Erstellt von DL-Redaktion am 12. Juni 2010

Der Ball rollt- WM – oder Politik

Datei:Wikinews Südafrika 2010 logo.svg

von Dieter Carstensen :

Nun ist es wieder soweit, heute hat die 19. WM begonnen und Südafrika steht für vier Wochen im Mittelpunkt der Welt. Überall hängen Fahnen, die Autos sind mit Fähnchen und Schals geschmückt. Ganz Deutschland steht Kopf und wer nicht im WM Fieber ist, der muss die nächsten vier Wochen da durch, ob er/sie will oder nicht!

Die Politik gerät mal Ausnahmsweise in den Hintergrund, zumindest bis in Deutschland ein neuer Bundespräsident/in  gewählt  wird.

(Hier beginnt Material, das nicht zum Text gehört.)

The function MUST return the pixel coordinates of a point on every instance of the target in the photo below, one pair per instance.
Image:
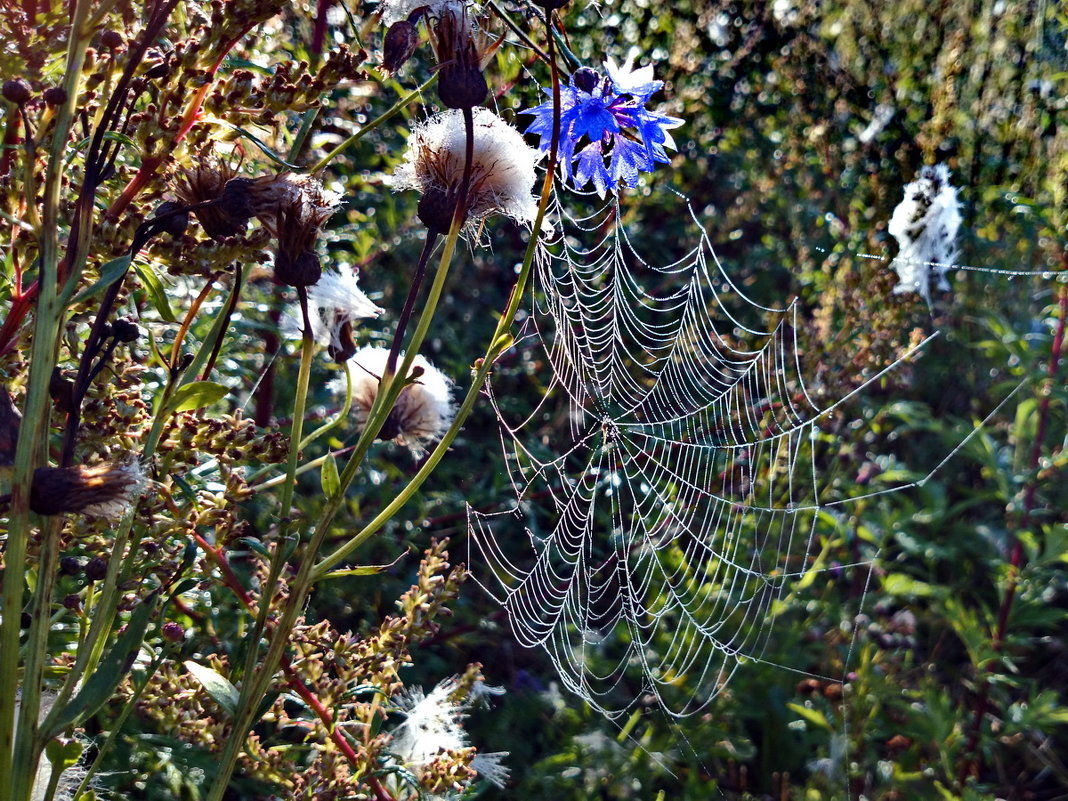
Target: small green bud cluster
(231, 439)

Sogar fußballbegeisterte Politiker sind plötzlich im Fernsehen zu sehen. Die Frage lautet natürlich: „Wie weit kommt die deutsche Fußballmannschaft?“

Immerhin braucht  Deutschland sich mit einem Gesamtpunktestand von 31 Punkten und somit gleichstand mit Brasilien, die zwar an erster Stelle mit fünf gewonnenen Weltmeisterschaften, auf einem zweiten Platz, mit 3 gewonnenen Weltmeisterschaften nicht zu verstecken.

Für alle, die die Statistiken nicht mehr ganz vor Augen haben, hier eine kurze Ausführung:

Die deutsche WM –Bilanz:

Dreimal Weltmeister (1954, 1974 und 1990)

Viermal Vizeweltmeister (1966, 1982, 1986 und 2002)

Dreimal WM –Dritter (1934, 1970 und 2006)

WM – Vierter (1958)

Zwar sind wir auch fünfmal ausgeschieden, allerdings haben wir auch zweimal nicht teilgenommen, so gesehen haben wir uns bei bisher 18 Weltmeisterschaften ein doch beachtliches Ergebnis erzielt.

Nun stellt sich mir nur noch die Frage, ob Deutschland sich auch politisch so darstellen kann, aber da habe ich so meine Zweifel, denn wenn ich sehe, was zurzeit in der Politik so passiert, dann gute Nacht Deutschland. Da werden wüste Beschimpfungen ausgesprochen, Sparpakete ausgearbeitet, Gesundheitsreformen die einen fast in den Ruin treiben, ausgearbeitet, die allen normaldenkenden Menschen dieser Republik ein  Kopfschütteln entlocken! Was machen unsere Politiker nur, da wird sich um Posten gestritten, man versucht sich unliebsamer Politiker zu entledigen. Alles in allem, kann ich da nur sagen: „Danke, dass es die WM gibt, die uns wenigstens einmal für vier Wochen diesen Wirrwarr vergessen lässt!“

Dazu noch herrliches Wetter, was will man mehr? Ich auf jeden Fall freue mich auf die bevorstehenden Spiele unserer Mannschaft und drücke die Daumen, auf das ein Sommermärchen noch einmal wahr wird!